AliG Posted May 27, 2020 Share Posted May 27, 2020 Everyone is being very helpful re the details here, but before going any further can I make a few points. 1. Garage doors provide a pathetic level of insulation and air tightness. If you take a picture of one with an IR camera, much as the centre of each panel is insulated, the edges are not. Nor is the frame etc. The amount of heat you lose through a cold bridge at the edge of your slab will be inconsequential to what you lose through the door and the door frame. 2. I thought at one point that this was a good idea, but my research suggested that heating your garage and putting a damp car in there is bad for it. If you plan to use it as a heated workshop that is different, but if you plan to put the car in there it is a bad idea. 3. How much time do you actually spending the garage? My unheated integral garage with a 40mm insulated door drops to around 10C when it is cold outside. This is much better than keeping a car outside and fine to nip in there to put the trash in the bin. So again unless you plan to use it as a workshop and spend hours in there it would be a lot to spend for not a lot of use. Of course if you want to it is up to you, I have been thinking of plastering and tiling mine as it would look nice but then I keep telling myself I don't really need to. So far sense is winning. 1 Link to comment Share on other sites More sharing options...
scottishjohn Posted May 27, 2020 Share Posted May 27, 2020 if you heat it to dry a wet car ,then you need ot ventilate it to get rid of the moisture MVHR sounds like something a footballer has for his mc claren Link to comment Share on other sites More sharing options...
Russell griffiths Posted May 27, 2020 Share Posted May 27, 2020 43 minutes ago, Alexphd1 said: @Russell griffiths Sorry to change subject but what's the xps500 coming in at m2 @ 100mm? Not really sure what it cost, I just bought one pack of 80mm for under my door threshold. Its kingspan greengaurd. Link to comment Share on other sites More sharing options...
Alexphd1 Posted May 27, 2020 Share Posted May 27, 2020 I didnt know such material exsisted! Link to comment Share on other sites More sharing options...
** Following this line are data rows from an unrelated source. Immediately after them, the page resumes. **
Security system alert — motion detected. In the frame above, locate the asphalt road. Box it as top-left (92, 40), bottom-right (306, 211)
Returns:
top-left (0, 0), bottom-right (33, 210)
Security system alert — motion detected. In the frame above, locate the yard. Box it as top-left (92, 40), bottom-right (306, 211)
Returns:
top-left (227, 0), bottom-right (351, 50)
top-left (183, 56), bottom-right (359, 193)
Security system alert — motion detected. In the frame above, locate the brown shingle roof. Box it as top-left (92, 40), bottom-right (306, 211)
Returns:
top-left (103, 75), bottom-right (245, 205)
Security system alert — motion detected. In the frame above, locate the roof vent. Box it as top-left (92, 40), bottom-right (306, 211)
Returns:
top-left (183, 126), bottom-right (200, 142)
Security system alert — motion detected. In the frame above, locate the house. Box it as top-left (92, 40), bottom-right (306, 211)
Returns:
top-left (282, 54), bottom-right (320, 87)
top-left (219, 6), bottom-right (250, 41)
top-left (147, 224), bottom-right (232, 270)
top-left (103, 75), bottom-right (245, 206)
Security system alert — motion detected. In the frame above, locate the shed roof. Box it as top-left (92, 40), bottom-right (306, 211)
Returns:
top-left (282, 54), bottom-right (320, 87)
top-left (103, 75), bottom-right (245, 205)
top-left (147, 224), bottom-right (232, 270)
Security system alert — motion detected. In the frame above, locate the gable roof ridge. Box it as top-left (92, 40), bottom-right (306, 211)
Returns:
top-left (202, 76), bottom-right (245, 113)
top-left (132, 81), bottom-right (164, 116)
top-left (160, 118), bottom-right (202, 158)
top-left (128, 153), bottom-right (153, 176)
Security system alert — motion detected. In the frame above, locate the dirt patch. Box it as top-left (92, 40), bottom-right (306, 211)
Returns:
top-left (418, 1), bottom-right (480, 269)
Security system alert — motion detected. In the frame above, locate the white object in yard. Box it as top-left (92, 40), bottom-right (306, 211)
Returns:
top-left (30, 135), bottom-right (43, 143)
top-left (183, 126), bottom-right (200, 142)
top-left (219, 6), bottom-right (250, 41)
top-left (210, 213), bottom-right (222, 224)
Russell griffiths Posted May 27, 2020 Share Posted May 27, 2020 Just now, Alexphd1 said: I didnt know such material exsisted! Small size sheets 1200x 450 maybe, cannot remember, with a rebate edge all around so they lock together, sort of. You can stick it through the table saw with a bit of melting and dust. Link to comment Share on other sites More sharing options...
magnethead Posted June 6, 2020 Author Share Posted June 6, 2020 (edited) HI Guys, Thanks so much for your replies, It's my first time building and I don't have much exposure to this industry apart from a few summer jobs onsite. I got a lot of Solace from @AliG post, that's a very practical/experienced look at things and it's helped me get a bit of sleep on this. I had a close look at the door, and even in the joints between the panels, you can see gaps to the outside where you would nearly put your finger through. This garage will only be used as a workshop for me, so without thinking I ordered up all the insulation for the house, It's Kore100 insulation. I was told by the screed company, I would need higher density stuff for the garage if I ever wanted a car in there(I won't but if I sold the house, the new owner might, so I've asked them to exchange that bit of insulation) which is delaying things a bit, not a bad thing as I still need to sort out this threshold. So leaving aside Thermal issues for now, I see I have a massive NEW problem as I measure the door, and the front surface is actually recessed back 40mm from the insulation ICF insulation I'm going to need some kind of tray to carry water out side, I wasn't planning on putting an ACO drain outside the garage but maybe I need too. Here is the threshold at the moment. I am an amateur welder, so something made up out of stainless steel would be an easy option for me. @Russell griffiths I checked out a company selling fibreglass angle here https://glassfibre.ie/product-category/roofing-trims/ They seem to have only 75mm x 75m angle.......... THen I got onto a guy who makes surfboards, who said he could make up something custom, might need to make up a aluminium shutter first to make the piece. I was hoping to leave a little trough for the bottom of the garage door to go into, you have an almost flush design which makes better sense if the garage is being used for a car to drive in and out of I'm going to need some kind of tray(see large area outined in red at the bottom of the attached dsrawing) to carry the water away from the underside of the door and under the stone slab...I have plenty of Fibran insulation left over, I was using that under the screed where the stairs lands. so I stuck it in the gap in the updated drawing Thanks for any advice you can provide Garage_Threshold1.pdf Edited June 6, 2020 by magnethead Link to comment Share on other sites More sharing options...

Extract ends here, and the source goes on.